This is going to be an odd post which will start out sweet and end up a bit sour, but I can promise you that it will be colorful throughout. There’s one aspect of Salem’s history that I never seem to be able to cover completely, despite the longevity of this blog: its horticultural history. Salem was really famous for its horticulture a century or so ago: you can’t browse through a stack (or a database) of house and garden magazines from the first half of the twentieth century without encountering articles on the “old–fashioned” gardens of Old Salem. Several really notable cultivators and landscapers lived here, and one still does! There is continuity: the city still has some wonderful private and public gardens: among the latter are the Ropes Mansion and Derby House gardens, which are open to the public. There are so many flowering trees and to see in Salem just while walking down the street, especially at this time of year or a bit earlier. So I’ve got some nice photos from the past two weeks or so, and that was going to be the exclusive focus of this post: a parade of colors in Salem for Pride month! But, stuff happens, and in the middle of this very a trouble man painted the Bewitched statue in Town House Square red, setting off a wave of national headlines and local commentary. So I think I’ll add Samantha to this colorful mix. But first: Ropes and Derby:
Salem in June: the Peabody Essex Museum’s Ropes Mansion garden is really more of a high/late summer garden, but the Derby House garden at the Salem Maritime National Historic site is perfect in June.

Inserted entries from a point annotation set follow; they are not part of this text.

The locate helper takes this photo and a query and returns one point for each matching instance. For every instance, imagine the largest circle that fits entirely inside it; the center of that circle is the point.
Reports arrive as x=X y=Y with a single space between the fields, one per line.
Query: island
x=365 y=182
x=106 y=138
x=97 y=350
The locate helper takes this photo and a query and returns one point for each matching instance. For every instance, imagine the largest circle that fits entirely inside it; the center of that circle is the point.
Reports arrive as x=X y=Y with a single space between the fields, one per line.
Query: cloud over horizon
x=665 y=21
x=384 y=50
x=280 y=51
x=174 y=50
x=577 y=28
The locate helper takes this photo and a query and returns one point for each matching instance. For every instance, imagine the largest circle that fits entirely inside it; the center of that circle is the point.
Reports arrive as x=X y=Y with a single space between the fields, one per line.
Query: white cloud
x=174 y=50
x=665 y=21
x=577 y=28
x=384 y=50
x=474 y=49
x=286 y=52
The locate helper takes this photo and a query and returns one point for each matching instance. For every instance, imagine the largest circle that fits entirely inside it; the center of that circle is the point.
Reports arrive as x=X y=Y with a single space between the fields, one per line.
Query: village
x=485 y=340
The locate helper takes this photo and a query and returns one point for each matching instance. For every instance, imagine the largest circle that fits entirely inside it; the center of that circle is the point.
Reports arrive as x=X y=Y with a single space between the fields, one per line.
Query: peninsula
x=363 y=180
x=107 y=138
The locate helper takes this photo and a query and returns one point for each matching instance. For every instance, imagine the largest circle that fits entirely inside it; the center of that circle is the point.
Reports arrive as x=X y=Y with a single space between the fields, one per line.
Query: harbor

My garden can’t really compete but I do want to show you my lady’s slippers and I really like the meadow rue that blooms at this time of year. I’ve thinned out my rose bushes, because they just don’t earn their keep in my small garden, so I only have the best bloomers and they are putting on a show right now. This the lady’s mantle time too: I’ve been training my younger cat Tuck on a leash, and the minute he gets it on he goes right for it, so you can see pre-bloom last week and bloom this week. Then there is the vertical garden at the new downtown condo building named Brix (not a fan of this building but I do like its exterior embellishments), peonies from around town, an impressive plant for which I need an identification outside the Peirce-Nichols house (baptisia?) and more roses, on Cambridge Street.

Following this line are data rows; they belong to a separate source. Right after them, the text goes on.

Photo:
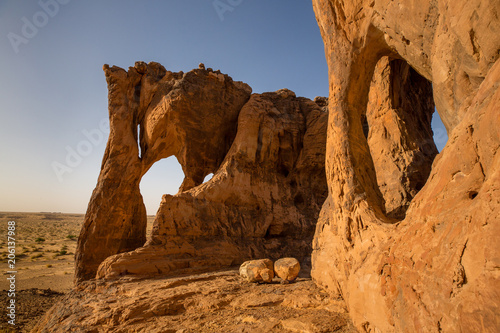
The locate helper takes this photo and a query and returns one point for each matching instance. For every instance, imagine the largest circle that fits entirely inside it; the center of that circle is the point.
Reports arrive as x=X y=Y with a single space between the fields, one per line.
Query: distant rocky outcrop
x=411 y=253
x=267 y=154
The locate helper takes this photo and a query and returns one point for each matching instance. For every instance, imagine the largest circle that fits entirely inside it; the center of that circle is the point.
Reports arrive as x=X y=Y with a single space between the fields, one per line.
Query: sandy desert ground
x=45 y=249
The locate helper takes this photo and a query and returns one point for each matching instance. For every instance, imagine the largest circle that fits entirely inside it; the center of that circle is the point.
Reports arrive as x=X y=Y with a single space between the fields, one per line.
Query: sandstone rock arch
x=435 y=269
x=168 y=108
x=266 y=152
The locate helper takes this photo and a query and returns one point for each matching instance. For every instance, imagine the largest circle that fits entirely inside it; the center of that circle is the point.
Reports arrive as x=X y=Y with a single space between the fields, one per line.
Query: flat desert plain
x=44 y=262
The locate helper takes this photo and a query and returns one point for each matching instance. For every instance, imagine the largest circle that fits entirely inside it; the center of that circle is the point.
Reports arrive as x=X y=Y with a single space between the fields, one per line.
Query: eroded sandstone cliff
x=436 y=267
x=263 y=201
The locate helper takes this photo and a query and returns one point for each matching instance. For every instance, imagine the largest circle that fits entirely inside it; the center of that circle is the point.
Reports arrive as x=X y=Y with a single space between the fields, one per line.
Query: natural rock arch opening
x=440 y=135
x=164 y=177
x=397 y=126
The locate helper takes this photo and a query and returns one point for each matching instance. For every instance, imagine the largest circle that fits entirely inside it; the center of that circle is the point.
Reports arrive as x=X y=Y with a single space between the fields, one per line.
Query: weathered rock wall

So that brings us to more unnatural color: blue trees and a red Samantha. In the side yard adjacent to the Peabody Essex Museum, the trees have been painted bright blue, a very bright royal blue. This is the 27th international installation of the artist Konstantin Dimopoulos’s The Blue Trees, an “environmental call to action” with watercolor which will fade with time. Very striking, especially at this time of year. With no manifesto and paint that was certainly not biologically-safe, a homeless man spray-painted the upper part of the Bewitched statue a few blocks away in downtown Salem in the middle of this past week. Red Samantha didn’t last long; indeed I’ve seldom seen a quicker response by the City. By the end of the day she was cleansed and a gofundme account set up to restore her to her former “glory”. For those of us in the never-Samantha camp, it was hard to bear the comments on social media protesting this act of vandalism as “disgusting” and “disrespectful” because that’s just how we view the statue: as disgusting and disrespectful to the victims of the 1692. Or maybe I should just speak for myself. As the story created regional and national headlines that night and the next day, I just couldn’t bear the use of the word “landmark” applied to this horror: a landmark should be something that one points to with pride, not embarrassment, which is generally how I feel every time I pass by Samantha. Salem Mayor Kim Driscoll praised the quick cleanup by her public services team and opined that “Samantha brings a degree of joy and whimsy to our downtown and has become a landmark location for thousands of visitors to Salem each year” but such craven capitalization on suffering remains incomprehensible to me. To return to my color theme (and lighten up things a bit), there was also a difficult juggling act for those who did not want to praise vandalism by any means, but at the same time thought that Samantha looked better draped in red. Anything could improve that eyesore, and I always see red when I gaze in her direction.
The Blue Trees of Konstantin Dimopoulus; and a fleeting Red Samantha.